Welcome to the Panopticon

Not quite--at leaIt's just profiling now.


In 1785, the utilitarian philosopher Jeremy Bentham conceived the "Panopticon," a model prison in which all inmates would be observable at all times by unseen guards. Though never built, the Panopticon has lingered in the Western imagination and continues to be invoked as the worst-case scenario whenever methods of social control or surveillance are discussed. In the wake of last week's terrorist attacks and calls for heightened, technologically sophisticated surveillance measures, a question should be asked: Are we, in our search for safety, slipping toward a virtual Panopticon?

"We're in a new world where we have to rebalance freedom and security," House Democratic Leader Richard A. Gephardt (D-Mo.) declared after last week's terrorist attacks. "When you're at war, civil liberties are treated differently," concurred Senate Minority Leader Trent Lott (R-Miss.). Americans are debating whether they have to give up freedom for security, but modern technologies may help avoid that any such trade-off.
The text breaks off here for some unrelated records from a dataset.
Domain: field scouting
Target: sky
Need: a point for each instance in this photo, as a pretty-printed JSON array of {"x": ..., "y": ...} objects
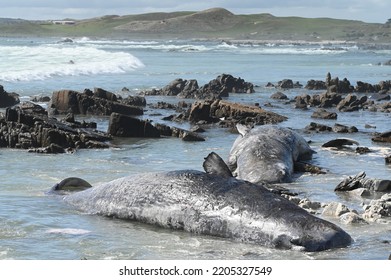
[{"x": 374, "y": 11}]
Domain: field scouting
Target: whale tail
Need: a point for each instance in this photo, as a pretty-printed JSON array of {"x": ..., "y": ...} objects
[
  {"x": 71, "y": 184},
  {"x": 214, "y": 164}
]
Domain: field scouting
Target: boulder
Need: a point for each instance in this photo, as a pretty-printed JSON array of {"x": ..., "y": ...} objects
[
  {"x": 317, "y": 127},
  {"x": 29, "y": 127},
  {"x": 215, "y": 110},
  {"x": 127, "y": 126},
  {"x": 335, "y": 209},
  {"x": 316, "y": 85},
  {"x": 323, "y": 114},
  {"x": 183, "y": 134},
  {"x": 340, "y": 128},
  {"x": 360, "y": 181},
  {"x": 382, "y": 137},
  {"x": 222, "y": 86},
  {"x": 279, "y": 95},
  {"x": 8, "y": 99}
]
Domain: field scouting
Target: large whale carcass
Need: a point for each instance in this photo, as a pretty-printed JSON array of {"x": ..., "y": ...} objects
[
  {"x": 212, "y": 203},
  {"x": 267, "y": 153}
]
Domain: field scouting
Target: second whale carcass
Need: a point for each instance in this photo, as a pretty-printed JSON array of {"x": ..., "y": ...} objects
[{"x": 267, "y": 153}]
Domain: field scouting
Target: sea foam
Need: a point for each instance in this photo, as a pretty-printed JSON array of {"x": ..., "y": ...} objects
[{"x": 27, "y": 63}]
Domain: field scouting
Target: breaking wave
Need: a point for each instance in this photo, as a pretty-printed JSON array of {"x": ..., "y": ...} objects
[{"x": 26, "y": 63}]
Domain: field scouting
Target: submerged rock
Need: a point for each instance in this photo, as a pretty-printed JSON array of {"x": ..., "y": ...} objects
[
  {"x": 8, "y": 99},
  {"x": 29, "y": 127}
]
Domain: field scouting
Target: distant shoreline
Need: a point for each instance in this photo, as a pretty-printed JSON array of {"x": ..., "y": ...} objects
[{"x": 213, "y": 24}]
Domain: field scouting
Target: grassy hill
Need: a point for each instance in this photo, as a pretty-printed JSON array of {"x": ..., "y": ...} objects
[{"x": 214, "y": 23}]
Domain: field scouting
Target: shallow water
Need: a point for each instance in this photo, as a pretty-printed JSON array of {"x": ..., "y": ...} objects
[{"x": 34, "y": 225}]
One technology is face-recognition software. There are a number of companies that have been developing face recognition systems that scan faces in a crowd, digitize them, and then match them to faces stored in a database. Earlier this year, Tampa, Florida installed the FaceIt face-recognition technology in its 36-camera closed-circuit TV (CCTV) monitoring system in the Ybor City entertainment district. Such a system has proven highly controversial and has engendered some rather inventive protests.
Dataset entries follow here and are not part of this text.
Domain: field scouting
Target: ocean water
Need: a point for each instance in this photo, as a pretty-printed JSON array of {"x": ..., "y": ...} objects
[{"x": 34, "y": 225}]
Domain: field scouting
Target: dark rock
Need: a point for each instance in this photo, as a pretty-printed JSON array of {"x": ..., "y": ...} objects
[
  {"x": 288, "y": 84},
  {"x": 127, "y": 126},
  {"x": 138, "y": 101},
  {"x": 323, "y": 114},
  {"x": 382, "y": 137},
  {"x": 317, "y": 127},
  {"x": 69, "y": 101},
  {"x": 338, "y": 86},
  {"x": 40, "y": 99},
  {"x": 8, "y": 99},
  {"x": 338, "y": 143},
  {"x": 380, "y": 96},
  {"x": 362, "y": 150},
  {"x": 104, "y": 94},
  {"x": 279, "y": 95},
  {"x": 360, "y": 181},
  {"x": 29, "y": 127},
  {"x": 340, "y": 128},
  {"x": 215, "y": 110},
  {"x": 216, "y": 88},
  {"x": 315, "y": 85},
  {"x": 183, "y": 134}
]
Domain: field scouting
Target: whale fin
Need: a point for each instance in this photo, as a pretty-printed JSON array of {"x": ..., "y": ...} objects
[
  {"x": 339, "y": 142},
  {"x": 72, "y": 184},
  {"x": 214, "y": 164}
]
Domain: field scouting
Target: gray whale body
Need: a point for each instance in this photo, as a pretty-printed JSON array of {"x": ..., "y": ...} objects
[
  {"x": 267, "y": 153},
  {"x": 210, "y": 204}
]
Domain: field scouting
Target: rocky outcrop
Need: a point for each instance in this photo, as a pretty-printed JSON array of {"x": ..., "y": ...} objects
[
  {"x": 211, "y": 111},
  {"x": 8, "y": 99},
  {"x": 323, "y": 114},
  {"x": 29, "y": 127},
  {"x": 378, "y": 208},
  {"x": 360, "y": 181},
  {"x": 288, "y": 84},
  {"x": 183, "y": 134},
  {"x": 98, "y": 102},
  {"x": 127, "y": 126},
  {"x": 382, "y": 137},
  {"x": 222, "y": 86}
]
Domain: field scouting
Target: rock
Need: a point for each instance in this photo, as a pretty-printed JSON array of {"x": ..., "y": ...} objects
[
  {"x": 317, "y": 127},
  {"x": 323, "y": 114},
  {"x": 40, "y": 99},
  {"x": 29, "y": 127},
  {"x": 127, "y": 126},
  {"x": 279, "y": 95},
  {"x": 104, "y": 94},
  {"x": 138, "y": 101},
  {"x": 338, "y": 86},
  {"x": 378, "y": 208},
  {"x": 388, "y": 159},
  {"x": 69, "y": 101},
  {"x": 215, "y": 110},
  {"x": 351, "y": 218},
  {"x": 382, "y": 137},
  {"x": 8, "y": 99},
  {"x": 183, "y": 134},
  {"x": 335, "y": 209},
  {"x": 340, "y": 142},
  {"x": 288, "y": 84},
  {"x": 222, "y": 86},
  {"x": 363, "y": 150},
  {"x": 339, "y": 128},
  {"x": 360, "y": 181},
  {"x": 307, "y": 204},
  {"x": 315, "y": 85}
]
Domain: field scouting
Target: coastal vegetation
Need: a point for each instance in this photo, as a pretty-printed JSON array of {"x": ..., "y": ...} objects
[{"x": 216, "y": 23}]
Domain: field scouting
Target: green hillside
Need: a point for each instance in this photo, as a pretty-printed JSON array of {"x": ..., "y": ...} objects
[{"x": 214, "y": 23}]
Face recognition software creates a matrix--a rectangular array of numbers--similar to a numerical version of a word-search puzzle. This matrix identifies 80 distinctive points, like the distance between the eyes, length of the lips, for each individual face. To achieve a match, 14 of those points must align with a database picture like a mug shot. Fingerprints require 11 points to match the whorls and ridges that make up each person's unique print. In recent federal government test sponsored by the Department of Defense Counterdrug Technology Development Program with ideal lighting, face recognition software can achieve a 99.3 percent accuracy rate. However, it is unlikely that such accuracy can be achieved on the streets where lighting and weather vary.

After the Tampa project was announced, the American Civil Liberties Union and House Majority Leader Dick Armey (R-TX) issued a joint statement condemning it as a threat to privacy. Others have likened it to subjecting citizens to a "virtual line up" or "facial frisking."
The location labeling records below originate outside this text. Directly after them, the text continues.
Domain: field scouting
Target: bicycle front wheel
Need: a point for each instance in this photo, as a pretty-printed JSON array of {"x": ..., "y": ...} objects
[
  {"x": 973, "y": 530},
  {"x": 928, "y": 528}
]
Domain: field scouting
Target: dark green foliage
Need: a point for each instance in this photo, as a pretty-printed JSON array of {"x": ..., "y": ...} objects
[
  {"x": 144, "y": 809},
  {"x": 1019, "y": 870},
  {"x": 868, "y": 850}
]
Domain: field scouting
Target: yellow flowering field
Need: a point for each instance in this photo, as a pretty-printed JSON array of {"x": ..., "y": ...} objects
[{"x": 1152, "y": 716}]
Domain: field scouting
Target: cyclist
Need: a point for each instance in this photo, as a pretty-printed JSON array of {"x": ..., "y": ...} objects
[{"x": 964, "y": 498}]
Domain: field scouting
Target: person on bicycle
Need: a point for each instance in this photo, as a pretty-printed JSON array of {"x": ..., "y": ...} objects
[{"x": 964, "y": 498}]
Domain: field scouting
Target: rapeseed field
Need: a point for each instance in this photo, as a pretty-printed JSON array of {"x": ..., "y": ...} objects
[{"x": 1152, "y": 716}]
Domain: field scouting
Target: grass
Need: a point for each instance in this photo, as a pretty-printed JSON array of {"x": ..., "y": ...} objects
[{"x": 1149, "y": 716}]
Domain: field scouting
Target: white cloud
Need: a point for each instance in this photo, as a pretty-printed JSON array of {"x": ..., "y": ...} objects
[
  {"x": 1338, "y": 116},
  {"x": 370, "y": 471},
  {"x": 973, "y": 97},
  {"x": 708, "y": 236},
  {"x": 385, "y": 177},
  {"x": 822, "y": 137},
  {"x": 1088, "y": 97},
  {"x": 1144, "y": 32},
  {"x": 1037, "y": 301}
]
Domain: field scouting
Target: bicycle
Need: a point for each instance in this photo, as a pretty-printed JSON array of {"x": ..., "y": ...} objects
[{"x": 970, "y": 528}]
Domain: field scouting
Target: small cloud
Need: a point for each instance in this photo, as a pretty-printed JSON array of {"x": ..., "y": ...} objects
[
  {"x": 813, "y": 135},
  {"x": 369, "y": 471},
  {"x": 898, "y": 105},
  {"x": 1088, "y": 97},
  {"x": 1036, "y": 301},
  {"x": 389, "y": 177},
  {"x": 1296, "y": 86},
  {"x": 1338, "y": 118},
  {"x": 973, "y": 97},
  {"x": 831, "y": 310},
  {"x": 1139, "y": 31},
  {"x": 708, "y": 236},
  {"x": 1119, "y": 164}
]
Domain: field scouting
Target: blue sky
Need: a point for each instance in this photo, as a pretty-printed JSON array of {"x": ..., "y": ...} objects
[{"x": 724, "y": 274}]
"There is something creepy about the technology," says civil libertarian Michael Godwin, a policy fellow at the Center for Democracy and Technology in Washington, D.C. "But I don't think that a federal court would necessarily find using it unconstitutional."

It's even more likely to pass muster if it is implemented with safeguards such as "no match-no memory. That is, if operators ensure that no images are kept by the system unless matched as a criminal. Strict rules on whose faces go into government databases would also have to be established. For example, Tampa's face-recognition database contains 30,000 images of people with outstanding felony warrants. And signs warn visitors that they are being monitored by "Smart CCTV" in Tampa.

Face-recognition software forces us to consider the difference between freedom and privacy. We find the technology creepy because we don't want to be monitored. A huge part of the attraction of cities is the anonymity that they offer-you can be whomever you wish to be, in any number of different contexts without your neighbors being any the wiser.

But is face-recognition technology the equivalent of "facial frisking?" In traditional frisking, a citizen is stopped by police, questioned, and patted down, often in public. This clearly interferes with his or her day-to-day activities and subjects them to public embarrassment. Facial-recognition systems, on the other hand, do none that.

Assuming that police adhere to rules about erasing images and that the systems do not produce a lot of false positives identifying law-abiding citizens as criminal suspects-both big assumptions-facial-recognition technology would not seem to limit the freedom of Americans to go unmolested about their business.

In the past we could rely on the limitations of government for a sense of privacy, but new technologies are erasing those limitations. If Americans are to avoid living in a Panopticon, we will have to be vigilant in imposing limits on monitoring technologies. But if we do, we will not only maintain our freedom, but enjoy the additional security that the new technologies can provide.